With oil prices rising, escalating fuel costs are flaring up operating costs. Fuel expenses augmented 63.9% year over year in 2022, inflating operating expenses 25.9% year over year to $6.34 billion. The recent production cut by OPEC+ oil cartel, which includes OPEC members and Russia, has led to a surge in oil prices. This may lead to inflationary pressure aggravating and further economic uncertainty, in turn hurting KNX's prospects further.
KNX continues to expect net cash capital expenditures for 2023 in the $700-$750 million band.
Zacks Rank & Key Picks
Knight-Swift currently carries a Zacks Rank #3 (Hold).
Investors interested in the Zacks Transportation sector may consider better-ranked stocks like Ryanair Holdings (RYAAY - Free Report) and SkyWest (SKYW - Free Report) , each currently sporting a Zacks Rank #1 (Strong Buy).
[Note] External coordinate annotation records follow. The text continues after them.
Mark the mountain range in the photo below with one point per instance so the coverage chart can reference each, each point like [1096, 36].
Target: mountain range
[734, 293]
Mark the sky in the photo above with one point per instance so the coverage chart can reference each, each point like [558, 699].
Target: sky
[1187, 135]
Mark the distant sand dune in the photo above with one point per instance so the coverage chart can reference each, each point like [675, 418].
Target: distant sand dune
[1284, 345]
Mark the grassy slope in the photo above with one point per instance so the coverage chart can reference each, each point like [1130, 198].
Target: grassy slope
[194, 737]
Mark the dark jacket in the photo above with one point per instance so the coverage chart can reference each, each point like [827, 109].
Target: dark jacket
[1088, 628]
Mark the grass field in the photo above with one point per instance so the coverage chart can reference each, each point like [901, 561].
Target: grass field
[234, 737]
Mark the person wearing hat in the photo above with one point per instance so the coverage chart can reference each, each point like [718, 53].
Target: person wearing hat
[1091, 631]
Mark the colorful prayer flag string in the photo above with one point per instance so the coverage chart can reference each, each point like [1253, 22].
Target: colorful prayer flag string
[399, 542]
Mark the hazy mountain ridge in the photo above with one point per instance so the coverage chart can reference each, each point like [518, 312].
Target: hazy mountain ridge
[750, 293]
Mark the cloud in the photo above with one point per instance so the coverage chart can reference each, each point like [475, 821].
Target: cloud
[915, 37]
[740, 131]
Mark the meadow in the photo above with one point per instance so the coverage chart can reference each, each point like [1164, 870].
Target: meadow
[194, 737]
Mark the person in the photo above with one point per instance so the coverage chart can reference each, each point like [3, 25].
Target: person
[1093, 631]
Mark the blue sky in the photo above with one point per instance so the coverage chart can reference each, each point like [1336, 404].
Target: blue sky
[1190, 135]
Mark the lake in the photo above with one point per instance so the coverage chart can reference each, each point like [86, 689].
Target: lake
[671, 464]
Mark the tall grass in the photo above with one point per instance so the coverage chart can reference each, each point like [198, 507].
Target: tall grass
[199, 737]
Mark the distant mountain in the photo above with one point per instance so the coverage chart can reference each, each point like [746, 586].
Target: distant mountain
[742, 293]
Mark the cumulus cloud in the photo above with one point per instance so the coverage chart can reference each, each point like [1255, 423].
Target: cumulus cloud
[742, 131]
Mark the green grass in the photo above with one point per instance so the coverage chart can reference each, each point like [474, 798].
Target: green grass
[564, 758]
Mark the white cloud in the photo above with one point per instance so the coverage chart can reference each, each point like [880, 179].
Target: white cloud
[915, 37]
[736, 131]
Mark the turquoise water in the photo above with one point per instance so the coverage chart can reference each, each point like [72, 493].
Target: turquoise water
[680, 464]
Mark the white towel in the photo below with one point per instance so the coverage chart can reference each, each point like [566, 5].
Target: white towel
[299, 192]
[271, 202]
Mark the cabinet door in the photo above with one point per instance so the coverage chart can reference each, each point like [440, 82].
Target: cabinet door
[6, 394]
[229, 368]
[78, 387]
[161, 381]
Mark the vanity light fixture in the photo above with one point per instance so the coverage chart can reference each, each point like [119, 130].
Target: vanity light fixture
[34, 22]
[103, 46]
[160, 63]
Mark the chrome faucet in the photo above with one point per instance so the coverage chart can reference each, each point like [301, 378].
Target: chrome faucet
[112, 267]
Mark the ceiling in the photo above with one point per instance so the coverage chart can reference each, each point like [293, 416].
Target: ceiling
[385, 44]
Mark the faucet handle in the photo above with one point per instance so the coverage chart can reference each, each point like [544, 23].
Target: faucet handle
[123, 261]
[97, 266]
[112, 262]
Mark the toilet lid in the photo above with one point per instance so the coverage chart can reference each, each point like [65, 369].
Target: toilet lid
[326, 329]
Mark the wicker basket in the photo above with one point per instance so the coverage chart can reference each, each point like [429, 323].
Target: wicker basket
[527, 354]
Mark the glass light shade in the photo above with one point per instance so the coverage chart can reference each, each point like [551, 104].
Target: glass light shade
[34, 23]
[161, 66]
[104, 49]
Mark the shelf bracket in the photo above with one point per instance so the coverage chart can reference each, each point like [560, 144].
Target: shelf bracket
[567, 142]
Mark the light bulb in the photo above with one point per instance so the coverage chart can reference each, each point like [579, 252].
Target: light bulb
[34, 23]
You can see the complete list of today’s Zacks #1 Rank stocks here.
RYAAY is benefiting from buoyant air-traffic scenario post Covid. Traffic grew 11% to 105.4 million during the first half of fiscal 2024. On the back of robust traffic scenario, RYAAY’s profit after tax was €2.18 billion during the first half of fiscal 2024, up 59% year over year. Ryanair expects fiscal 2024 traffic to be183.5 million.
SKYW's fleet modernization efforts are commendable. Initiatives to reward its shareholders also bode well. The Zacks Consensus Estimate for 2024 earnings increased 3.5% in the past 60 days.